Sure, dbt has data-quality tests built in, but that isn’t enough to create reliable data pipelines. We need to validate our code. Let me repeat. We need to validate our code. Fortunately for us, there are simple patterns for ensuring the macros we write do exactly what we expect them to do. Let’s dive in with a scenario.

The Scenario

Here at Moon Walks, the premier online shoe retailer for men who only walk outside during full moons, we process mounds of data every night. To ensure idempotency and efficiency, we need to specify specific date ranges in our models and tests. Our macros appear to work, but sometimes logic errors are found. How can we ensure our macros provide the intended results?

Seems reasonable, right? Of course there would be a niche market for men who only walk outside during full moons. It’s 2024 after all. The macro below looks pretty good to me. It takes a Python date object and a date logic as arguments and returns a string representing a date in SQL. Look at the code and tell me if it is correct. Here’s a hint. There is one flaw.

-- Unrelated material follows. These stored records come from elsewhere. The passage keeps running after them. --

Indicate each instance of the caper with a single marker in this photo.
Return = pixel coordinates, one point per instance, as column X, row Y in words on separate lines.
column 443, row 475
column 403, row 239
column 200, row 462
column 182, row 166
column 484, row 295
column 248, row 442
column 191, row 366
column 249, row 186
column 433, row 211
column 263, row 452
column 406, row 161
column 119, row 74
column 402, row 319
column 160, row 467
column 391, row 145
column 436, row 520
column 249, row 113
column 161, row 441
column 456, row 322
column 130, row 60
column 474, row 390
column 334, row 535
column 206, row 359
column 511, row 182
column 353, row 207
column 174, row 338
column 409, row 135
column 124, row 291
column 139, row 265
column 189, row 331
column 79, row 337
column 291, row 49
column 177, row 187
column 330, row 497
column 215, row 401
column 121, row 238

/macros/get_model_start_date.sql

{% macro get_model_start_date(run_at_date, date_logic='run_at_day') %}

{# This is like a Python import statement. Makes calling these functions shorter. #}
{% set date = modules.datetime.date %}
{% set timedelta = modules.datetime.timedelta %}

{# Define any date logics used by your company #}

{% if date_logic == 'run_at_day' %}
{% set start_date = run_at_date %}

{% elif date_logic == 'run_at_week' %}
{# Get the beginning of the week, which is always Sunday #}
{% set start_date = run_at_date - timedelta(days = run_at_date.weekday() ) %}

{% elif date_logic == 'run_at_month' %}
{# Build a date using year and month from execution date #}
{% set start_date = date(run_at_date.year, run_at_date.month, 1) %}

{% else %}
{{ exceptions.raise_compiler_error('get_start_dates: Invalid date logic: ' + date_logic) }}
{% endif %}

{% set model_start_date = "'" + start_date.strftime('%Y-%m-%d') + "'" %}
{% do return(model_start_date) %}
{% endmacro %}

Why Test Macros

Macros are code blocks that will often be reused in multiple contexts. When we utilize a macro in our project, we need to be confident the macro works. Otherwise, we may introduce bugs. The whole point of macros is to make development easier and conform to standards. Without validating our code, we introduce more complexity and degrade the confidence our co-workers and consumers have in us.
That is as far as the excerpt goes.